About the project

Documenting Gender Apartheid is a Norway-based international oral-history project dedicated to recording and preserving first-hand accounts of gender apartheid as it is lived, enforced, resisted, and justified across the world.

Gender apartheid is not abstract. It is a system of laws, customs, and controls that systematically deny women full participation in public, social, legal, and economic life. It operates in homes, schools, courts, workplaces, and communities — shaping entire lives and societies.

What We Mean by Gender Apartheid

Gender apartheid is a structural form of discrimination in which one gender — almost always women — is reduced to second-class status through organised, persistent restrictions on autonomy, movement, education, work, speech, and bodily freedom.

This project exists to show what that system looks like in practice — not through slogans or statistics, but through lived experience.

What We Are Building

The project aims to collect:

  • 500 interviews with women directly targeted by gender apartheid
  • 100 interviews with witnesses who have seen it enforced within families, workplaces, and communities

The archive also includes voices that defend or justify gender-apartheid practices — not to legitimise harm, but to document how it is sustained.

How We Work

This is an oral-history project, not a media campaign. Participants control how they are identified, what is shared publicly, and how their testimony is preserved. Interviews are recorded in the participant’s preferred language and archived for long-term research, education, and human-rights work.

The People Behind the Project

The project was initiated by Iranian poet and activist Fatemeh Ekhtesari, who experienced gender apartheid first-hand and was imprisoned as a political prisoner in Iran for her writing on equality.
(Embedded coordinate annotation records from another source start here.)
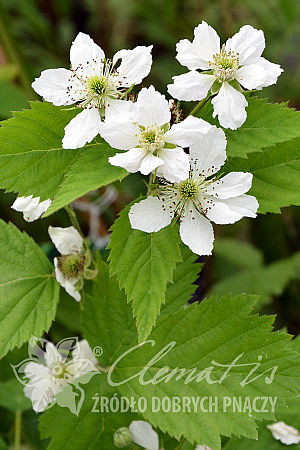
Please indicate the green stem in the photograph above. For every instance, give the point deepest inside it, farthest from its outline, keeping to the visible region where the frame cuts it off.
(200, 105)
(18, 430)
(13, 54)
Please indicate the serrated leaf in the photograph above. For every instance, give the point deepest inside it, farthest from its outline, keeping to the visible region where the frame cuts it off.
(276, 175)
(12, 396)
(143, 264)
(216, 330)
(29, 292)
(181, 290)
(267, 124)
(33, 162)
(90, 430)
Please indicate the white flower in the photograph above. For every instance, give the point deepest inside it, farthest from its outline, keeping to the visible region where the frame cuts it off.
(31, 207)
(143, 128)
(284, 433)
(238, 61)
(222, 201)
(69, 266)
(53, 371)
(144, 435)
(94, 83)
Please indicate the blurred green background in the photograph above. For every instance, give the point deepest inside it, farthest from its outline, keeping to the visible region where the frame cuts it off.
(256, 256)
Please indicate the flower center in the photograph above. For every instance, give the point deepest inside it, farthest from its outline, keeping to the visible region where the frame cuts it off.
(152, 139)
(188, 189)
(97, 85)
(72, 266)
(224, 64)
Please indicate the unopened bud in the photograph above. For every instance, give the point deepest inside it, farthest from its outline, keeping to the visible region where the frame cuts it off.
(122, 437)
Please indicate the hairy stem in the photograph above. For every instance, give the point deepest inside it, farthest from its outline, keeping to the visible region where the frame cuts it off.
(18, 430)
(200, 105)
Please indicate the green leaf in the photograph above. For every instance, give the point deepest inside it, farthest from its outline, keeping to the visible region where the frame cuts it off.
(276, 175)
(33, 162)
(267, 124)
(181, 290)
(12, 396)
(12, 98)
(263, 280)
(29, 292)
(90, 430)
(216, 330)
(144, 264)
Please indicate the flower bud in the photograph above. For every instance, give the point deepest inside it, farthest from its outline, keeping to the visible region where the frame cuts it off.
(122, 437)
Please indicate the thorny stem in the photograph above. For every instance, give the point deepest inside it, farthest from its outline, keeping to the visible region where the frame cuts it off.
(18, 430)
(200, 105)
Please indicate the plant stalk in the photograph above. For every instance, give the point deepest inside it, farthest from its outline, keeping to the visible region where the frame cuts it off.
(18, 430)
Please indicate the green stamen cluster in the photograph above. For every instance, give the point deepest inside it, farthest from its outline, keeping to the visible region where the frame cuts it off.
(224, 64)
(152, 138)
(188, 189)
(71, 266)
(98, 85)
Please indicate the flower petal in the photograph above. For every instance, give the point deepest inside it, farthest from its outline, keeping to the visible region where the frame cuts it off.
(176, 164)
(150, 163)
(131, 160)
(82, 129)
(232, 209)
(197, 54)
(208, 154)
(66, 240)
(232, 185)
(187, 132)
(68, 285)
(120, 110)
(149, 215)
(196, 231)
(86, 57)
(144, 435)
(135, 64)
(249, 43)
(152, 108)
(121, 134)
(57, 86)
(229, 106)
(284, 433)
(251, 76)
(266, 73)
(191, 86)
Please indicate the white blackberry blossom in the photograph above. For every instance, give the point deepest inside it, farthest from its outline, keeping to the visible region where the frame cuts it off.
(237, 63)
(93, 83)
(143, 128)
(284, 433)
(201, 198)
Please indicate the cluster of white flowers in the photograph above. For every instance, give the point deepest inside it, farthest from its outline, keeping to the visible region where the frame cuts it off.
(142, 434)
(156, 142)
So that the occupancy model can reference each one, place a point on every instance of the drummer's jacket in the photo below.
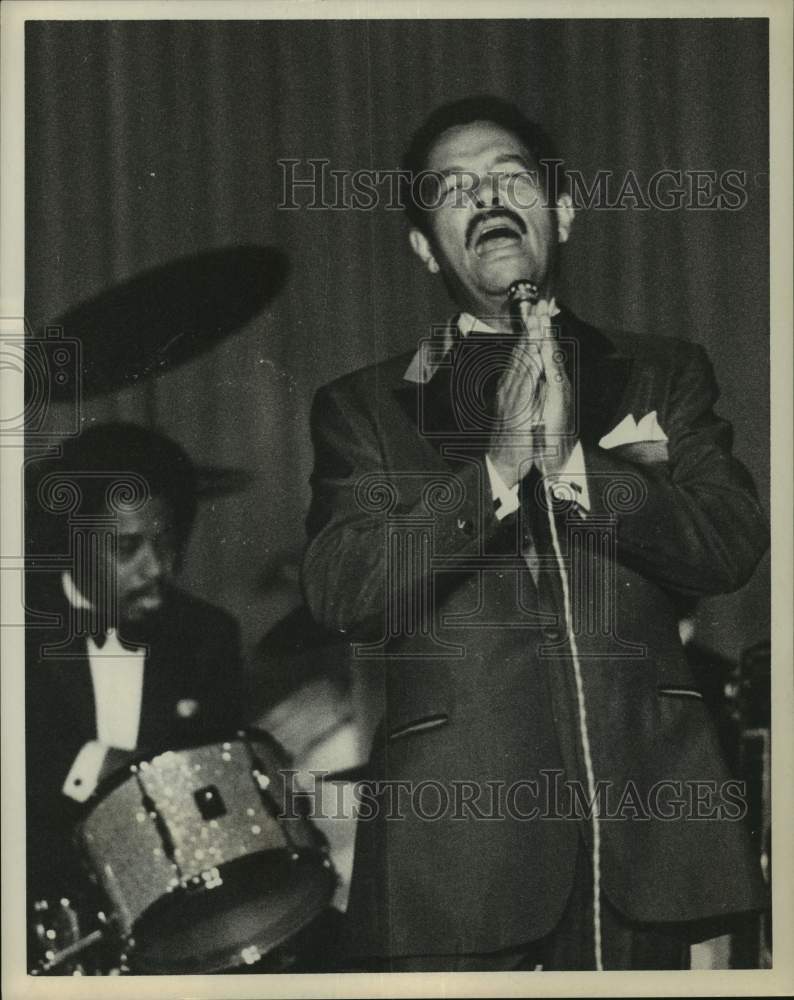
(182, 683)
(409, 556)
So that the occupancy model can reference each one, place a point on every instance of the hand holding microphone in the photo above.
(534, 397)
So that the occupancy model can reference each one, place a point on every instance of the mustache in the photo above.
(492, 213)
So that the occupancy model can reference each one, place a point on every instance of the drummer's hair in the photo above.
(121, 459)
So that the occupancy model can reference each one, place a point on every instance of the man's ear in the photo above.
(421, 247)
(565, 217)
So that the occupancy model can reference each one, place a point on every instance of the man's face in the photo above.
(493, 226)
(145, 559)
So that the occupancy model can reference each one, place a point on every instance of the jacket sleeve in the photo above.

It is developed in collaboration with Sic Publishing, an independent, Norway-based publishing house committed to freedom of expression and the preservation of marginalised voices.

Why This Matters

Gender apartheid depends on silence, fragmentation, and denial. By creating a permanent archive of voices — survivors, witnesses, and enforcers — this project seeks to make the system visible, understandable, and impossible to ignore.